A guest article by Sophie Jones
A pretty good girl, with a long skirt and a high blouse, who knocks on your door and wants to talk to you about paradise - I was the little one. Because I grew up with the Jehovah's Witnesses.
Actually, I was a normal child. But who took a closer look noticed that something was not quite right. Hardly any free time with classmates, no cinema visits, no rappers or rock bands. Instead I was dressed differently, withdrawn and insecure.
I knew Bible verses by heart and when others celebrated birthdays or Christmas, I prayed to God and the day went like any other.
"The good Lord is proud of you"
When you're small, it's still possible. I didn't know anything else, I grew up like that and so I thought for a long time that the others were funny and abnormal. Until I noticed then sometime: I am the outsider. And the older you get, the clearer the difference was.
Mobbing from schoolmates? It's not that bad, after all you can bear it for God! "The dear God is proud of you and sees all that", I was told. Well, thank you.
For a while I talked myself into this successfully, cried into my pillow at night and asked God to end the suffering. Nothing happened. I had "friends" in the congregation, but they were the only ones. My free time was filled with preaching and Bible reading. When I wanted to spend time with other teenagers who unfortunately were not in the "truth" (i.e. unbelievers), it was said that they were bad company for me. And immediately afterwards a Bible text: "Bad dealings spoil useful habits".

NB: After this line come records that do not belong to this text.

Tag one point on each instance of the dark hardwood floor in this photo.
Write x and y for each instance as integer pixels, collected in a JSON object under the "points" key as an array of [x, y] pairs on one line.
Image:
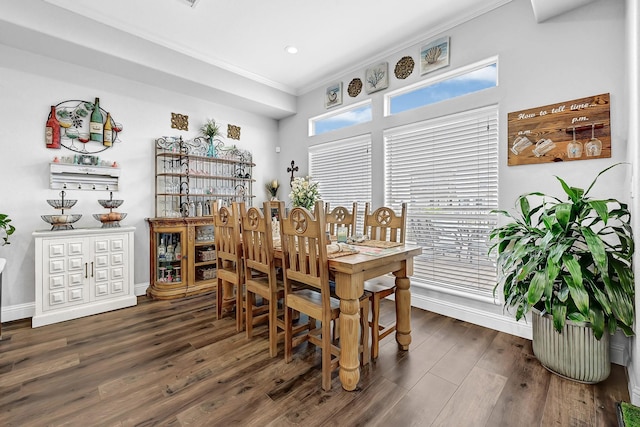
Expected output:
{"points": [[171, 363]]}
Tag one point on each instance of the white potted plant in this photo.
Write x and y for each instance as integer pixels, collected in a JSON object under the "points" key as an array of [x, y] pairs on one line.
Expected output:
{"points": [[6, 228], [570, 262]]}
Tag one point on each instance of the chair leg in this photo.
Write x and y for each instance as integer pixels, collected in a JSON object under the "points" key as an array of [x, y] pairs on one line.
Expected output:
{"points": [[251, 297], [239, 308], [375, 322], [273, 326], [326, 355], [219, 298], [364, 333], [288, 335]]}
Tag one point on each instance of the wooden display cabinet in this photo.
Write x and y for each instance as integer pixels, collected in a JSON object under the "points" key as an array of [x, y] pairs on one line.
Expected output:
{"points": [[190, 271]]}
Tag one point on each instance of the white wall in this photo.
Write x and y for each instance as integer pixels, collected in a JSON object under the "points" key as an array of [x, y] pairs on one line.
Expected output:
{"points": [[575, 55], [29, 85], [632, 66]]}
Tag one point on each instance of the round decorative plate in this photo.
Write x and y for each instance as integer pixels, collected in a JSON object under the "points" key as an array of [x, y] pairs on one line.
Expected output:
{"points": [[404, 67], [355, 86]]}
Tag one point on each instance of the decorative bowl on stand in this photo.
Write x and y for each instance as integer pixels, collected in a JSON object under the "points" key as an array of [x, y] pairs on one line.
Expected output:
{"points": [[61, 221], [61, 203], [110, 203], [111, 219]]}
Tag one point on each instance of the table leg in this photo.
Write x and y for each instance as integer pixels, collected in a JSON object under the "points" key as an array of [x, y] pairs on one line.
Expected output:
{"points": [[403, 311], [349, 329]]}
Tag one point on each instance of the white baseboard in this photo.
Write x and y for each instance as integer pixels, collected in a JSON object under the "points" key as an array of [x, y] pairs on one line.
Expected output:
{"points": [[18, 311], [140, 289], [619, 346], [507, 324], [26, 310]]}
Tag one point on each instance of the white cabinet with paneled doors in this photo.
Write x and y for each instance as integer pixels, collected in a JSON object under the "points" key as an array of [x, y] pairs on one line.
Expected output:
{"points": [[82, 272]]}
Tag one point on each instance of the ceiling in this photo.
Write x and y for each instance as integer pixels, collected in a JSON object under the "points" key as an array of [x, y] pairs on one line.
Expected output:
{"points": [[249, 37], [233, 51]]}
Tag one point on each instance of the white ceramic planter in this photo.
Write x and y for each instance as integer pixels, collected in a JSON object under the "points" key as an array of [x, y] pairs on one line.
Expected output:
{"points": [[575, 353]]}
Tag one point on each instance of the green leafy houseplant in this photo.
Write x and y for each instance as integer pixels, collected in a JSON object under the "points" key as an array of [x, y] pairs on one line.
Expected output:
{"points": [[210, 129], [7, 228], [571, 259]]}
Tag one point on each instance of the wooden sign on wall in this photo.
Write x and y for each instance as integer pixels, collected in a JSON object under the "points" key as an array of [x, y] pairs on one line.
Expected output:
{"points": [[546, 134]]}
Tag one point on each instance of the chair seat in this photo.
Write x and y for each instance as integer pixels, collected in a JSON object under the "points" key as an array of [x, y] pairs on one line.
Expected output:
{"points": [[312, 302], [384, 284], [261, 284]]}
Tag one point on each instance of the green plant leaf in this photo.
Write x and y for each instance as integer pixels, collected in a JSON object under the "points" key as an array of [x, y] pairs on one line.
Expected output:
{"points": [[536, 287], [596, 247], [598, 176], [576, 288], [563, 214], [597, 323], [601, 208], [573, 193], [559, 316]]}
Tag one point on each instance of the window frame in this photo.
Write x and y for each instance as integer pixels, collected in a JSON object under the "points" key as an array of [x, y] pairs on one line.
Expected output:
{"points": [[388, 97], [448, 229], [312, 123]]}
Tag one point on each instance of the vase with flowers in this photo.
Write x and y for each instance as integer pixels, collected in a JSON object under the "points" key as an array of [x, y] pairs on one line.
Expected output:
{"points": [[272, 188], [6, 229], [304, 192]]}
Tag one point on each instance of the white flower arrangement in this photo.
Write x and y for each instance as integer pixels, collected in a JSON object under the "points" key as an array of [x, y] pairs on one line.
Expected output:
{"points": [[304, 192]]}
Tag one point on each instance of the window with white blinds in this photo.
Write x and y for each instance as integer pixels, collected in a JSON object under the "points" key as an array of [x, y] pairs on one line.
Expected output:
{"points": [[343, 171], [447, 171]]}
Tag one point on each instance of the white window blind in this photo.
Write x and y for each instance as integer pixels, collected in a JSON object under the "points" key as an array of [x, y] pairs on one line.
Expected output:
{"points": [[447, 171], [343, 170]]}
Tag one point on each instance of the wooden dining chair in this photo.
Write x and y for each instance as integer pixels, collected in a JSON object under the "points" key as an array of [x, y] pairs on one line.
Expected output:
{"points": [[382, 224], [304, 247], [260, 274], [230, 272], [340, 215]]}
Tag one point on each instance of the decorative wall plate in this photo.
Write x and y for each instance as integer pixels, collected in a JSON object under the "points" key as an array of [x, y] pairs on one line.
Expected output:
{"points": [[404, 67], [355, 86], [179, 121], [233, 132]]}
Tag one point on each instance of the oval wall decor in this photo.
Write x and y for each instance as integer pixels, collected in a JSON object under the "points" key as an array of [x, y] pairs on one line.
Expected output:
{"points": [[404, 67], [355, 86]]}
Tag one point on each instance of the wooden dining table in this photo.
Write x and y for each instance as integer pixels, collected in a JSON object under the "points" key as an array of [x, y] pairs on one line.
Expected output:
{"points": [[350, 273]]}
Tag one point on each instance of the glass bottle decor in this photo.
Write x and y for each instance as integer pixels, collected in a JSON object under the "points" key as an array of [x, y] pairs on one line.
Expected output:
{"points": [[107, 134], [52, 130], [574, 148], [95, 125]]}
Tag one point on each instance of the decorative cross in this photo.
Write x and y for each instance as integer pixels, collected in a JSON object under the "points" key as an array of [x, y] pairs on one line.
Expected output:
{"points": [[292, 169]]}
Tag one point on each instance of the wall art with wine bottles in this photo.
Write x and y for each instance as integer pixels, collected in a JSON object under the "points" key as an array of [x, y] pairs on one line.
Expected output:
{"points": [[579, 129], [81, 126]]}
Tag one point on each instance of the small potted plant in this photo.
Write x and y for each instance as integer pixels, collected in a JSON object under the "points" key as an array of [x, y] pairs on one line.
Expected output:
{"points": [[211, 130], [272, 188], [7, 229], [570, 262]]}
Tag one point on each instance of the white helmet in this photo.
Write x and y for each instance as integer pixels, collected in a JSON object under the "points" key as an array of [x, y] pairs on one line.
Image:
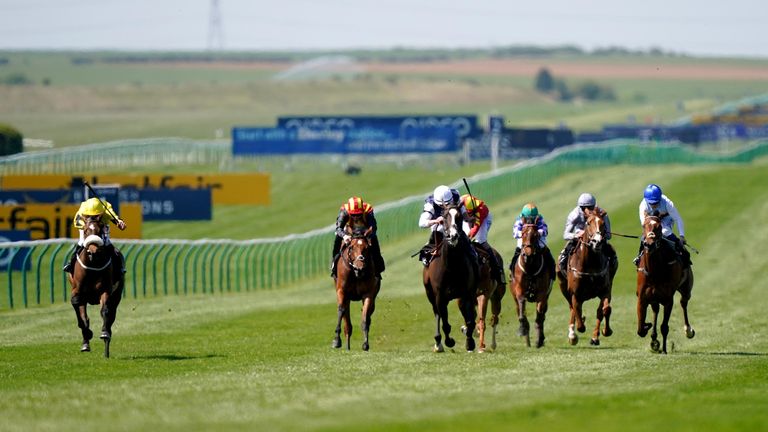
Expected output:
{"points": [[442, 195], [586, 200]]}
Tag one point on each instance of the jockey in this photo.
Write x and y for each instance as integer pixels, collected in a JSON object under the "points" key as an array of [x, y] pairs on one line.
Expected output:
{"points": [[530, 211], [432, 216], [356, 214], [477, 229], [574, 227], [95, 207], [655, 201]]}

Does God really see everything?
There they were again: feelings of guilt. God does not want you to meet people who do not believe in Him, it was always said. But I wanted to have friends! Also to be normal. To be invited once, to the cinema or to a party and be able to say "Yes"! But that was soon over: With time I was hardly invited any more and didn't have to think about any excuses anymore.
Nevertheless, the guilt continued to spread. I should stand by what I believed and not deny it. "Jehovah will be so disappointed. And he sees EVERYTHING" was a typical sentence of my mother.
The thought that God sees everything drove me crazy. As if he was just waiting for me to sin and come crawling to beg his forgiveness. To see if I'm watching a baller film, drinking beer, wearing a skirt too short, snogging, smoking, swearing, lying, whatever: He's watching me!
But there was also pressure from the other side, which was just as bad: "Why don't you celebrate a birthday? Where do you always go on Thursday evenings? Why aren't you allowed to go to the party with us? What are you wearing for funny things again? Whaaat, you don't know this new crass band?"
My classmates, of course, wanted to know exactly. And when they found out about the witnesses, the questions became more difficult: "You can't have a blood transfusion if you had an accident? You are not allowed to have sex before marriage? Why are you no longer in contact with your father?
Jehovah's Witnesses must not have contact with excluded persons.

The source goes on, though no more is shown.